Activation of protein kinase C increases Ca2+ sensitivity of secretory response of GH3 pituitary cells

Abstract

The effect of protein kinase C on the secretory response of GH3 pituitary cells to Ca2+ was investigated. Activation of protein kinase C with 100 nM 12-O-tetradecanoylphorbol 13-acetate (TPA) for 40 min reduced the rise in intracellular free calcium concentration ([Ca2+]i) stimulated by depolarization with high K+ but did not affect the threefold increase in prolactin secretion stimulated by 50 mM K+. Both [Ca2+]i and prolactin release were measured for control and TPA-treated cells over a range of [Ca2+]i values attained by adding the acetoxymethyl ester of 1,2-bis(2-aminophenoxy)-ethane -N,N,N',N'- tetraacetic acid (BAPTA/AM) to reduce [Ca2+]i or high K+ with or without BAY K 8644 to increase [Ca2+]i.
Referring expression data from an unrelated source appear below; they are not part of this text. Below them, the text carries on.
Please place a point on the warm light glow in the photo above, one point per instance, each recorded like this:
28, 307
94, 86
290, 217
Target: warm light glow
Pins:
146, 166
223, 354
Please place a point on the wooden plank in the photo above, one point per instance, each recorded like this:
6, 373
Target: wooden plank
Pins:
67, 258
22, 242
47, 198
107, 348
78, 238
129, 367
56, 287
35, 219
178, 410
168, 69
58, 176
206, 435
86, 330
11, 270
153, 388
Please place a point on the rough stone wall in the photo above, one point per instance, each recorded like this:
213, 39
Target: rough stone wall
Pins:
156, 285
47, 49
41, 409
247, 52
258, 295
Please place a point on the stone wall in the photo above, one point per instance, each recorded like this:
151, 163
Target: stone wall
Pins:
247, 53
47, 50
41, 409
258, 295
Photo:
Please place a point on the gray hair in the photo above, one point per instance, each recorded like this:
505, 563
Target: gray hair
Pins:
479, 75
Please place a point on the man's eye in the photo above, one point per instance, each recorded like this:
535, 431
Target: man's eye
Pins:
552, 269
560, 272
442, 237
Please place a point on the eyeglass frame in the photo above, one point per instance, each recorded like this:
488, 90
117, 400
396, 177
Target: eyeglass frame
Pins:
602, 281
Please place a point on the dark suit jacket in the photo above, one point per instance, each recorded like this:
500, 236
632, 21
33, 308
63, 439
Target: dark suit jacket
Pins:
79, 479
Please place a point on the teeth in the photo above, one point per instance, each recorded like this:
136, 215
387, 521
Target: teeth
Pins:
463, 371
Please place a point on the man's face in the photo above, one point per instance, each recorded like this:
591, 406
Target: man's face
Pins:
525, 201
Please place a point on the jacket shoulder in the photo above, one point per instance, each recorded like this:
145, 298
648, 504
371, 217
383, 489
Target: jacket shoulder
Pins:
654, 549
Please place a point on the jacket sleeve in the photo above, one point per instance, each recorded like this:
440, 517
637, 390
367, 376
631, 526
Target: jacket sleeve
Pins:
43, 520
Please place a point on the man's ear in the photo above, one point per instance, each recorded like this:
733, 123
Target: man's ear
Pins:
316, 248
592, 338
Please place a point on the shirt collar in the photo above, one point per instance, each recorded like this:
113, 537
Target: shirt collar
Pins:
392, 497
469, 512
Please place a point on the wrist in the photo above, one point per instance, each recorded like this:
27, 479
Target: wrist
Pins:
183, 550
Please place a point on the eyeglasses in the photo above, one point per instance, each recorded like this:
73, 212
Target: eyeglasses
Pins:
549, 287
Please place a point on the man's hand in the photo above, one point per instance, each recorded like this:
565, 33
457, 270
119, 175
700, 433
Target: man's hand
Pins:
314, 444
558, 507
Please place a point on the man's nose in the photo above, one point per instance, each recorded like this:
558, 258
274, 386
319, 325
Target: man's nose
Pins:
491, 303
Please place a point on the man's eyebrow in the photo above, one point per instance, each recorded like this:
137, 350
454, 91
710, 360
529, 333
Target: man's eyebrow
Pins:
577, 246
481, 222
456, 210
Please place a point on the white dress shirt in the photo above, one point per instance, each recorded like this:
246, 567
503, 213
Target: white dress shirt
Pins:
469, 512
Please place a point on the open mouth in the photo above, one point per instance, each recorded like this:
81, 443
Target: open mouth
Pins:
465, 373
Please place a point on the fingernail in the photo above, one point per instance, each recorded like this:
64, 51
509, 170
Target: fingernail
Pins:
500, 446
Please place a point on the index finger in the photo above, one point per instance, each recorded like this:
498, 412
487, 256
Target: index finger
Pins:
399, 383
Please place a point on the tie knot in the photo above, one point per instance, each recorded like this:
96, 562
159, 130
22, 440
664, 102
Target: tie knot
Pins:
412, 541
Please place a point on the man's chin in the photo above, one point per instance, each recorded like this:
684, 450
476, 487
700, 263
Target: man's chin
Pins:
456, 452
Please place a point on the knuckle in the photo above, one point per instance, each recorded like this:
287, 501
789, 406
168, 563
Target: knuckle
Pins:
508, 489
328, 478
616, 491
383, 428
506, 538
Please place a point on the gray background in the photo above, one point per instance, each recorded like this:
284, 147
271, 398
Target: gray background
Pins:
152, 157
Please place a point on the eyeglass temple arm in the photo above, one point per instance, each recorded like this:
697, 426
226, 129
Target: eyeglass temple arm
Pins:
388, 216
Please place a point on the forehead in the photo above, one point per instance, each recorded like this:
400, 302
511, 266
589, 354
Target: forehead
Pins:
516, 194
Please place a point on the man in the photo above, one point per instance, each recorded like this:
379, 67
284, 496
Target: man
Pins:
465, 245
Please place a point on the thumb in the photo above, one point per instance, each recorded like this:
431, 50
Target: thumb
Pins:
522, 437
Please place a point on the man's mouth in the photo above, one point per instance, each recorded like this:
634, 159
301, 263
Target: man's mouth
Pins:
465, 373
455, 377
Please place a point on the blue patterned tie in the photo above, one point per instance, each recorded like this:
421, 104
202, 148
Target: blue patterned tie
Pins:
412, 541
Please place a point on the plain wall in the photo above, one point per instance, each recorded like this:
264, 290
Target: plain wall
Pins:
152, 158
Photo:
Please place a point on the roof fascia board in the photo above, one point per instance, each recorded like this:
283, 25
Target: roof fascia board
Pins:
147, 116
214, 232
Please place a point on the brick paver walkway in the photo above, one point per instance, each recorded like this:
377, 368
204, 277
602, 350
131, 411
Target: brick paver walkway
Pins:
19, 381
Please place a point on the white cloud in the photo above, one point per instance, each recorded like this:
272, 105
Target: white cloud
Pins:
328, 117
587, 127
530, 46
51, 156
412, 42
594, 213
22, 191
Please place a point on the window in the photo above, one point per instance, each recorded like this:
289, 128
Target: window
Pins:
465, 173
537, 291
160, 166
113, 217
Half-maximal prolactin secretion occurred at lower [Ca2+]i concentrations for cells treated with TPA (approximately 160 nM) than for control cells (approximately 270 nM), but the rate of secretion at high [Ca2+]i was the same. GH3 cells also secreted more prolactin in response to thyrotropin-releasing hormone (TRH) after protein kinase C activation, although TRH evoked a smaller Ca2+ transient. Fluorescence ratio imaging revealed that GH3 cells undergo spontaneous [Ca2+]i oscillations (4-12/min) and that TPA nearly abolishes [Ca2+]i oscillations as well as inhibits the increase in [Ca2+]i stimulated by depolarization. These results demonstrate that activation of protein kinase C increases the Ca2+ sensitivity of the secretory response in GH3 cells, causing up to a twofold increase in the rate of secretion at typical intracellular Ca2+ concentrations.